AChE (Type VI-S, from electric eel) was purchased from Yuanye Bio-Technology (Shanghai, China). 5,50-Dithiobis (2-nitrobenzoic acid) (DTNB, Ellman’s reagent) acetylthiocholine iodide (AChI) were obtained from Fluka. Buffer compounds (potassium dihydrogen phosphate, potassium hydroxide) and sodium hydrogen carbonate were purchased from Sigma-Aldrich (Steinheim, Germany). Spectrophotometric measurements were performed on a Molecular Devices SpectraMax i3.

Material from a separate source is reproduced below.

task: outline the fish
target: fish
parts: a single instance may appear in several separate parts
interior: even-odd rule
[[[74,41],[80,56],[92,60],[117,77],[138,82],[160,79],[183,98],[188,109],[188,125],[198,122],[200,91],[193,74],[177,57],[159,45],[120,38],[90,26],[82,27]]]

3.3. Acetylcholinesterase Activity Assay

A modified colorimetric method of Ellman was used to evaluate the inhibitory effects of the compounds on AChE [24]. Firstly, all solutions were adjusted to 20 °C. Then, both enzyme solution (100 μL) and inhibitor solution (100 μL) were added into a cuvette containing the phosphate buffer (3.0 mL, 0.1 M; pH 8.0). After 5 min incubation, we added required aliquots of the DTNB solution (100 μL) and AChI. Then, rapid and immediate mixing was conducted and we measured the absorption at 405 nm by a Multi-Mode microplate reader. An identical solution of the enzyme without the inhibitor was used as a reference, which was processed following the same protocol. The blank reading contained 3.0 mL buffer, 200 μL water, 100 μL DTNB and 20 μL substrate. The samples were assayed immediately after preparation. The enzyme activities were determined in the presence of at least five different concentrations of a compound. Each concentration was investigated in triplicate.

3.4. Molecular Docking

A molecular docking study was performed to investigate the binding mode of the biatractylenolide II to Mus musculus acetylcholinesterase (AChE) using Autodock vina 1.1.2 [25]. The three-dimensional (3D) coordinate of the AChE (PDB ID: 5FUM) was downloaded from Protein Data Bank (http://www.rcsb.org/pdb/home/home.do (accessed on 26 March 2017)). The 3D structure of biatractylenolide II was drawn by ChemBioDraw Ultra 12.0 and ChemBio3D Ultra 12.0 softwares. The AutoDockTools 1.5.6 package [26,27] was employed to generate the docking input files. The search grid of AChE was identified as center_x: 33.802, center_y: 23.487, and center_z: 14.622 with dimensions size_x: 15.75, size_y: 15, and size_z: 15. The value of exhaustiveness was set to 20. The parameters energy_range and num_modes were set to 3 and 9, respectively. The best-scoring pose as judged by the Vina docking score was chosen and visually analyzed using PyMOL 1.7.6 software (http://www.pymol.org/ (accessed on 26 March 2017)).

4. Conclusions

Screening dual site inhibitors of AChE is of great significance in AD drug research. In this paper, a natural bisesquiterpenoid, biatractylenolide II, was evaluated for its AChE inhibition activity in vitro. The results showed that biatractylenolide II had potential activity against AChE. The molecular docking study discovered that biatractylenolide II bound interactions with both CAS and PAS of the enzyme. In addition, the calculated log p-value also suggests that biatractylenolide II might pass easily through the blood–brain barrier. In conclusion, biatractylenolide II could be considered as a new lead compound to research and develop more potent dual site inhibitors of AChE.